Bitcoin mining hardware maker Canaan hit with securities lawsuit in U.S. court
March 5, 2020, 6:26PM EST · 2 min read
- Bitcoin mining equipment maker Canaan has been sued by one of its investors for violating the U.S. security laws
- The alleged investor claimed that he purchased 200 shares of CAN near its all-time high on February 12, when CAN surged by over 80%
- Citing a blog post published by a short seller, the complaint stated that Canaan misled investors in its IPO filing
A stockholder of bitcoin mining hardware maker Canaan is suing the company for violating U.S. securities law.
Filed on March 4 at the United States District Court for the District of Oregon, the lawsuit alleges that the Chinese firm misled investors about the company's financial health and operations status in its initial public offering (IPO) filing to the Securities and Exchange Commission (SEC).

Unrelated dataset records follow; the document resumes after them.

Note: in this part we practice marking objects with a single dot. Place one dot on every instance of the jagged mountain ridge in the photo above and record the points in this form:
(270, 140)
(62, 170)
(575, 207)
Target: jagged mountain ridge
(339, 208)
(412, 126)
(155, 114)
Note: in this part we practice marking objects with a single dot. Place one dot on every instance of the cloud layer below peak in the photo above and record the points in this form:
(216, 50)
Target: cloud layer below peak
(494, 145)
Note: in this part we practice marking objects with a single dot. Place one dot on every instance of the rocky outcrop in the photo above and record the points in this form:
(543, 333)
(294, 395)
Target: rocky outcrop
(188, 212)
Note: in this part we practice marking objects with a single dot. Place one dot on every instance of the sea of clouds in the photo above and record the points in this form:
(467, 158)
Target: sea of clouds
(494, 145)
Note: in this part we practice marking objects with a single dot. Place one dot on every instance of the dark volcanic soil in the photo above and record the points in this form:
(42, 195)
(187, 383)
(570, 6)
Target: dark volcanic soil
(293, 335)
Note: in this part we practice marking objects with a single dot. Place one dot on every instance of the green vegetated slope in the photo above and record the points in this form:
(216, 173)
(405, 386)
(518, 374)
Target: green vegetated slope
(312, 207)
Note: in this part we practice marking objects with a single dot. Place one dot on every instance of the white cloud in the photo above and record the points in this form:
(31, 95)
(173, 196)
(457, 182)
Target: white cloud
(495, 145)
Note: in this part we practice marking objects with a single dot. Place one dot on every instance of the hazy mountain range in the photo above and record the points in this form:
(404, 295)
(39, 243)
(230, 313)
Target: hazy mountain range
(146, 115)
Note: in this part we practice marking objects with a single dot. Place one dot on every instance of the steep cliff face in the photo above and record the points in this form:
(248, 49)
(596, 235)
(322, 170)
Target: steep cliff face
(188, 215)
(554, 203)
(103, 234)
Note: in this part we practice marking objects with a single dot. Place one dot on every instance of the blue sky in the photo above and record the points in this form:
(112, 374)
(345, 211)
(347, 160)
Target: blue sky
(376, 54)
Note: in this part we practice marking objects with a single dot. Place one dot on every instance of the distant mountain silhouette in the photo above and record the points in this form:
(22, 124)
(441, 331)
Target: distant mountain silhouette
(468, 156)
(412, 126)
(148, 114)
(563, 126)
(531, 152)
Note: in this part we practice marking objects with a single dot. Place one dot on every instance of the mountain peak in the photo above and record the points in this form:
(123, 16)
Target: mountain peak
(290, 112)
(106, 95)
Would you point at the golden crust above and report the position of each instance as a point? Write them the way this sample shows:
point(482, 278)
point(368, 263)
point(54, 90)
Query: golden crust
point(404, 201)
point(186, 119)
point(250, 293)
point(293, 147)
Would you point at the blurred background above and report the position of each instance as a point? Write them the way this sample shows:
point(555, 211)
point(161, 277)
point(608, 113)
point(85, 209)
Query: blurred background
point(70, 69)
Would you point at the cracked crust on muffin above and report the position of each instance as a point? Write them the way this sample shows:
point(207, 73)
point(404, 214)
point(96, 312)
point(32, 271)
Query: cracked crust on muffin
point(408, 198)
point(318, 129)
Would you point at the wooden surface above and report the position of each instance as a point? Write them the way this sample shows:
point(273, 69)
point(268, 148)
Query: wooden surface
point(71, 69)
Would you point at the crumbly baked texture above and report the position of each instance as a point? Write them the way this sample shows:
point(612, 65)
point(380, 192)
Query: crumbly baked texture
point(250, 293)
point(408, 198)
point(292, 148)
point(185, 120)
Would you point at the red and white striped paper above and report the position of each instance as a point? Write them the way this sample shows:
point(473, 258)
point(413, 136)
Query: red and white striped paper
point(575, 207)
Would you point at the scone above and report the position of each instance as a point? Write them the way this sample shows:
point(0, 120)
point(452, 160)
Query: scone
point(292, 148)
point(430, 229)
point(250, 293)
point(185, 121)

In addition to Canaan, the lawsuit also names the firm's underwriters for this IPO as defendants, including Galaxy Digital, China Renaissance Securities, Huatai Financial Holdings, CMB International Capital, and others. Notably, one of the original lead underwriters Credit Suisse dropped out a few days before the IPO.
The plaintiff, named Phillippe Lemieux, stated that he bought 200 Canaan shares on February 12 at $8.50 apiece, near the all-time high. In the complaint, Lemieux claimed that Canaan misleadingly labeled a $150 million purchase agreement with a related party as "strategic cooperation," while in fact, the chairman of the purchasing firm, Hangzhou Granshores Weichaeng Technology, owns 9.7% of Canaan shares.
The complaint further alleged that Canaan quietly removed some distributors from its website prior to the IPO, and also claimed that some of the company's stated clients are not likely to be in the bitcoin mining industry at all.
Notably, the complaint cites heavily a February 20 blog post by Marcus Aurelius Value, which states at the outset that "we are short Canaan (NASDAQ: CAN)." The complaint included excerpts from the blog post under the section "The Truth Emerges."
The class action status of this case is still to be determined by the court. Rosen Law Firm, which is representing Lemieux and put out an announcement about the lawsuit on March 3, is calling for more Canaan investors to join the class action. Rosen Law Firm announced an investigation into Canaan, citing Marcus Aurelius Value's report, on February 21.
Canaan, an Hangzhou, China-based company, went public on Nasdaq last November, raising $90 million at its opening. Its stock performance has remained tepid since the debut, although it briefly surged by more than 80% on February 12. The stock's price was $4.83 per share at today's market close.